Geoffrey Gwin, principal of the Group G Capital Partners LLC hedge funds, said that after weighing the obstacles ahead and along with the opposition they had faced before, the group’s five remaining members realized that they couldn’t mount an effective legal challenge.
But that doesn’t mean that the deal reached before Chrysler’s Chapter 11 filing — which would exchange the automaker’s total of $6.9 billion in secured debt for $2 billion — has the group’s support.
“We’re still opposing this and not signing the consents, but the active fight has been more challenging,” Gwin said.
Thomas Lauria, the group’s lead attorney, said in a statement that the lenders he represented, and others, felt undue pressure from President Barack Obama’s administration to accept the deal.
They eventually came to the conclusion that there wasn’t enough of them to “withstand the enormous pressure and machinery of the U.S. government,” he said.
Earlier this week, the group’s members said in a court filing that their nine funds represented $295 million, or just four percent, of Chrysler’s total secured debt. Previous estimates had pegged the group at 20 members with about $1 billion in debt.
In the days leading up to the bankruptcy filing, four banks holding 70 percent of Chrysler’s secured debt agreed to a deal that would allow them to recoup about one-third of the original face value of their investments.
But the dissident lenders said the deal was unfair and put the needs of other groups, such as the United Auto Workers union, ahead of their own. Attorneys for the group threatened to block the sale and argued in court against giving Chrysler access to $4.5 billion in government-supplied bankruptcy financing as well as the proposed sale procedures.

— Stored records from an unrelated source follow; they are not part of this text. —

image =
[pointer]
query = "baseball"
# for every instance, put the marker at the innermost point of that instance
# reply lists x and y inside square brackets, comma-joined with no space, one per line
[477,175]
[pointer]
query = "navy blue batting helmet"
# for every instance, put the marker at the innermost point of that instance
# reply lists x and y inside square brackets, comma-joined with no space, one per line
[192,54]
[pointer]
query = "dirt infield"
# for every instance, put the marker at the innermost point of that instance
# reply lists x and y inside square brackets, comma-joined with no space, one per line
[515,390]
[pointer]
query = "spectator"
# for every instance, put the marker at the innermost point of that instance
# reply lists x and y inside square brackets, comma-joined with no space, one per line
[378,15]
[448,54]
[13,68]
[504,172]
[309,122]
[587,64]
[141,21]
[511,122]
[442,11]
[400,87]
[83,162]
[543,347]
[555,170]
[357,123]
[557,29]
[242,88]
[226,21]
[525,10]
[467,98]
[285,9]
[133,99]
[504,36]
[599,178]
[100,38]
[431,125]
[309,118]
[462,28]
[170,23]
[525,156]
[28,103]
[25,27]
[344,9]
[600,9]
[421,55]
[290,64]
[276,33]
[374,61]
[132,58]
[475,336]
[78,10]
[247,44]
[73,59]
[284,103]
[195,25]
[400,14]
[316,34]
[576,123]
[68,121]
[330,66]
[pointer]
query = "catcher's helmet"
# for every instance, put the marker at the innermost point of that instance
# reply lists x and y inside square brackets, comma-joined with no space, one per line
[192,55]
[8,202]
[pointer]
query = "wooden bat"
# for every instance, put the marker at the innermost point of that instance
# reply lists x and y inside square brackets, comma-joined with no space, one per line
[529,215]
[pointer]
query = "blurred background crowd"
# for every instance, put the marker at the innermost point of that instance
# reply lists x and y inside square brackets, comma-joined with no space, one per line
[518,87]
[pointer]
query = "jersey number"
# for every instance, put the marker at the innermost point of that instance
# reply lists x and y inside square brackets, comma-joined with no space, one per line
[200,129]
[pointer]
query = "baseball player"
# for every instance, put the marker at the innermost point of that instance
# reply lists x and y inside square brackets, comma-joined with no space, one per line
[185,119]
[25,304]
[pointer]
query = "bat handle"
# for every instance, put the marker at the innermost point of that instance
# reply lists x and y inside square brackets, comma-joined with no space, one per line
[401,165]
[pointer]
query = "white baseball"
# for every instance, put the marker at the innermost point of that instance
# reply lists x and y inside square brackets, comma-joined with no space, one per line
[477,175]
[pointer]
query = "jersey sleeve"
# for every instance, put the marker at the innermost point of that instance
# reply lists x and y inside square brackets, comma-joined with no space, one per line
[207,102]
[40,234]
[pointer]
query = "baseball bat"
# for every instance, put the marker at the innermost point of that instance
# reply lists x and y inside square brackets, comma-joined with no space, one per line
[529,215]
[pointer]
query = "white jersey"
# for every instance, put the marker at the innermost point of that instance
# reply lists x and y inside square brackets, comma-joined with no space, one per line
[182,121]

Both motions were ultimately approved by U.S. Judge Arthur Gonzales despite the objections.
Chrysler released a statement Friday saying it was pleased with the group’s decision to withdraw its opposition to the proposed sale, saying that it was in the best interest of all the automaker’s stakeholders.
Earlier Friday, OppenheimerFunds Inc. and Stairway Capital Management, both former members of a steering committee composed of seven Chrysler lenders, released statements saying that they were dropping out of the group because it had gotten too small.
“Given the reduced number of senior creditors willing to continue to pursue an alternative to the federal automotive taskforce’s proposed settlement, OppenheimerFunds has determined that the senior creditors can no longer reasonably expect to increase the recovery rate on the debt they hold by opposing the taskforce’s restructuring plan,” OppenheimerFunds said in announcing its withdrawal.
In its statement, Stairway maintained that it only pushed for “fair and equitable” treatment for its investors and lashed out against the Obama administration for brushing aside the needs of secured debt holders.
“As American taxpayers, we appreciate the unprecedented efforts taken by the current administration to stabilize the economy and the auto sector; but as fiduciaries to our investors we take exception to being compelled, as Chrysler senior secured lenders, to unfairly shoulder the burden relative to various junior creditors,” Stairway said.
A Treasury Department spokeswomen did not immediately return a message seeking comment. Messages were also left for representatives of the other group members Princeton, N.J.-based Foxhill Opportunity Master Fund LP and Schultze Asset Management LLC in Purchase, N.Y.